Quelle ne fut ma tristesse quand j’ai découvert, il y a deux ans, lors d’un retour inopiné à Marseille, que cet hôtel avait disparu. Je n’ai pas pu résister à l’envie de repasser devant, mais je ne savais pas qu’il était devenu une succursale d’une grande banque. On n’a envie de rien dans ces moments-là. Le monde ne compte plus et on n’a même pas envie de regarder au fond de soi. Le vieux Samuel devait être mort depuis longtemps, mais je ne connaissais pas son nom et je ne savais pas où il avait pu être inhumé pour me recueillir sur sa tombe.
Je suis resté une heure au moins à traîner mes guêtres autour de la porte d’Aix. Je ne savais pas encore que mon oncle avait été tué un soir aux abords de cette porte, à deux pas de l’hôtel de Samuel, par des hommes qui lui reprochaient de ne pas être blanc et chrétien comme eux.
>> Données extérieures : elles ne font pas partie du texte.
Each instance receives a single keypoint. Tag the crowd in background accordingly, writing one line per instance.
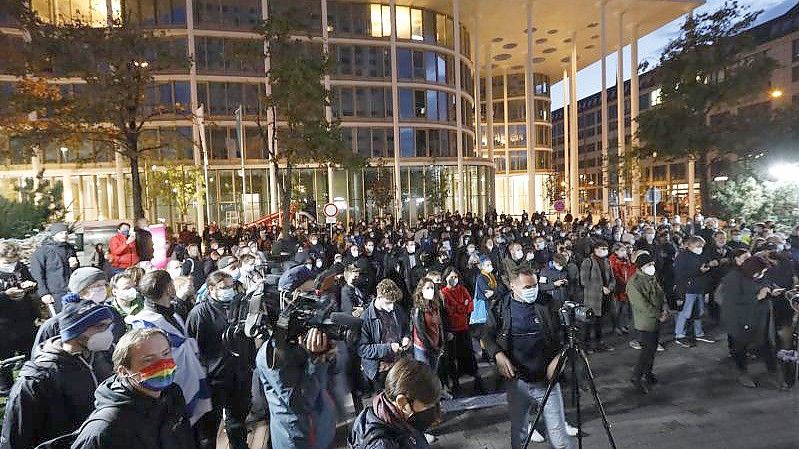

Il était sur le point d’embarquer, selon toute vraisemblance, sur un bateau en partance vers l’Amérique. Il a sorti les poings, mais ils avaient la force et le nombre pour eux. Je l’ai appris incidemment puis j’ai retrouvé le journal qui faisait état, en quelques lignes, de cette mort qui était désignée comme un regrettable fait divers. J’ai cru un moment que je perdais la raison. J‘avais le sentiment d’entendre Joséphine Baker. C’est sa voix, j’étais prêt à mettre ma tête à couper, qui chantait «Strange fruit». Il m’a fallu du temps pour reprendre mes esprits. Ce n’était pas la voix de Joséphine, mais celle de Billie Holiday qui provenait d’une boutique de mode. Oui, Billie Holiday. Des mains cognaient dans ma tête pour m’enjoindre de retrouver la raison.
Je ne suis plus retourné à Marseille depuis cette histoire que j’ai soigneusement consignée dans un carnet. J’avais été d’autant plus troublé que je connaissais bien les voix de Joséphine et de Billie Holiday. Aucune voix ne m’est mieux connue que les leurs. Aucune. Je leur ai consacré des années de passion et de travail. Que m’était-il arrivé? Je n’étais pourtant pas spécialement fatigué ce jour-là. J’ai erré dans la cité phocéenne. J’étais comme un fou. J’ai d’abord essayé de trouver des lieux où mon oncle avait pu traîner ses guêtres. Cinquante ans après, je continuais d’espérer que je trouverais des traces d’un homme. Marseille a été le dernier lieu où il a donné signe de vie! Ensuite, j’ai marché sans but. Puis j’ai dormi jusqu’à la nuit suivante.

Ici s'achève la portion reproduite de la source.